Levoglucosenone
- Names: Preferred IUPAC name (1S,5R)-6,8-Dioxabicyclo[3.2.1]oct-2-en-4-one

Identifiers
- CAS Number: 37112-31-5;
- 3D model (JSmol): Interactive image;
- ChEBI: CHEBI:30999;
- ChemSpider: 492755;
- PubChem CID: 699486;
- UNII: B7N23SN1LB;
- CompTox Dashboard (EPA): DTXSID70880912 ;

Properties
- Chemical formula: C_{6}H_{6}O_{3}
- Molar mass: 126.111 g·mol^{−1}
- Appearance: yellow liquid
- Density: 1.304 g/cm^{3} (20 °C)
- Boiling point: 231 °C; 448 °F; 504 K
- Vapor pressure: 6.2 Pa (25 °C)
- Refractive index (n_{D}): 1.5065 (20 °C)

= Levoglucosenone =

Levoglucosenone is an organic compound with the formula [OCH2(CH)4CO2]. A pale yellow liquid, it is an unsaturated bicyclic ketone-diether formed from levoglucosan by loss of two molecules of water. As a product of the acid-catalysed pyrolysis of cellulose, _{D}-glucose, and levoglucosan, this liquid hydrocarbon is of interest as a biofuel and biofeedstock.

== Production ==
The compound was first identified in 1970 as a product of the thermal decomposition of cellulose.

Pyrolysis of Cellulose to form Levoglucosenone

The primary way of obtaining levoglucosenone is via pyrolysis of carbohydrates, particularly cellulose. Levoglucosenone can be derived from biomass or from other cellulosic materials including domestic/commercial waste paper. The availability of multiple sources is a key advantage when compared to other platform chemicals which are solely derived from biomass.

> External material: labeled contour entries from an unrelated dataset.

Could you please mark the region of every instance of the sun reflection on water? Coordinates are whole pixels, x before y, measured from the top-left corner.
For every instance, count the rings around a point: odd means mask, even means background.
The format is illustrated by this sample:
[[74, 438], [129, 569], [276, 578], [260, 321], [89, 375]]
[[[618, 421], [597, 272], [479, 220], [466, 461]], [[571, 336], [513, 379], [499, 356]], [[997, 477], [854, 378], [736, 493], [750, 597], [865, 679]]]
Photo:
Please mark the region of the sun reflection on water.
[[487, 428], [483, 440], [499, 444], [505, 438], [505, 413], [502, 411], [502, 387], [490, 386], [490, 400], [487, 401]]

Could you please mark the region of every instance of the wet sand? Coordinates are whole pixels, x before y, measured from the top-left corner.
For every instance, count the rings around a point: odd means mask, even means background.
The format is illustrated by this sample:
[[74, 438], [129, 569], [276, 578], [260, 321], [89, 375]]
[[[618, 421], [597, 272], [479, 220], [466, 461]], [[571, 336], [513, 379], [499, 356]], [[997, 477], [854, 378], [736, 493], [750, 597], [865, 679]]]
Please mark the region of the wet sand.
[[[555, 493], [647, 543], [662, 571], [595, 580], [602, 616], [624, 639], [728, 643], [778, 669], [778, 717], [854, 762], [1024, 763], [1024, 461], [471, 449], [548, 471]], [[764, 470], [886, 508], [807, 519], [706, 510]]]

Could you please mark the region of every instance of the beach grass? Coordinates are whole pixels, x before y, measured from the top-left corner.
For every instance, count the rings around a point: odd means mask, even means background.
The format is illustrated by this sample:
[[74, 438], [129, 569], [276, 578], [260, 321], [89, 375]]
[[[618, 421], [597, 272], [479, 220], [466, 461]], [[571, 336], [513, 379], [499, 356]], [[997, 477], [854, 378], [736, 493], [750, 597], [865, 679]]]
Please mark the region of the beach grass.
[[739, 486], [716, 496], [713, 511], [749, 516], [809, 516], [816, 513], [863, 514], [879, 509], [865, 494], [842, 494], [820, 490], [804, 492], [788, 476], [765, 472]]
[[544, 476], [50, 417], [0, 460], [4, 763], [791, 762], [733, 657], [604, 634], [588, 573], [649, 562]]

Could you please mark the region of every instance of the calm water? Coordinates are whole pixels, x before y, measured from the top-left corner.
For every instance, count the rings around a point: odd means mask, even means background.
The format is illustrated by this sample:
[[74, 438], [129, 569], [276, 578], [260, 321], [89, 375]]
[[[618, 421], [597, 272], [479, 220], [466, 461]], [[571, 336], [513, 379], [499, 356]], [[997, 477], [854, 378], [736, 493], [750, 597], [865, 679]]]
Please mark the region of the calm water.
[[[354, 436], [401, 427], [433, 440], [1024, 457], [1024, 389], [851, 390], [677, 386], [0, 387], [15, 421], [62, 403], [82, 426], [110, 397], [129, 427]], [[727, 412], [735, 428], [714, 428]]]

The title compound is produced when cellulose is heated above 170 °C with sulfuric acid with various additives. Alongside levoglucosenone as a major product, 2-furfuraldehyde is sometimes formed in 5-10%. The bio-oil can be vacuum distilled, resulting in purified levoglucosenone. The use of polar, aprotic solvents such as THF, γ-valerolactone and sulfolane has been found to improve pyrolytic yields, as the solvents cause swelling of the cellulose and inhibit repolymerisation back to levoglucosan. These solvents also promote catalytic dehydration of levoglucosan to levoglucosenone.

Microwave irradiation of microcrystalline cellulose can also be used to produce levoglucosenone.

Catalytic hydrogenation of LGO

Cellulose-containing waste from biorefineries can also be converted into 6-8% LGO under microwave irradiation in addition to the usual decomposition products such as hydroxymethylfurfural HMF, formic acid, formaldehyde, CO_{2} and water.

== Reactions ==
As a highly functionalized, chiral compound, levoglucosenone is a precursor to a variety of compounds. Levoglucosenone is a promising bio-renewable platform for the production of commodity chemicals, being especially interesting the new insight provided by Huber and co-workers into how to transform this molecule into α,ω-diols, monomers for the production of polyesters and polyurethanes.

Palladium on carbon (and related Pd- and Pt-based catalysts) act on the title compound by hydrogenation (i.e. dihydrolevoglucosenone and levoglucosanol) and hydrogenolysis (i.e. tetrahydrofurandimethanol (THFDM) and 1,6-hexanediol).

Levoglucosenone is a Michael acceptor enabling its conversion to a variety of derivatives.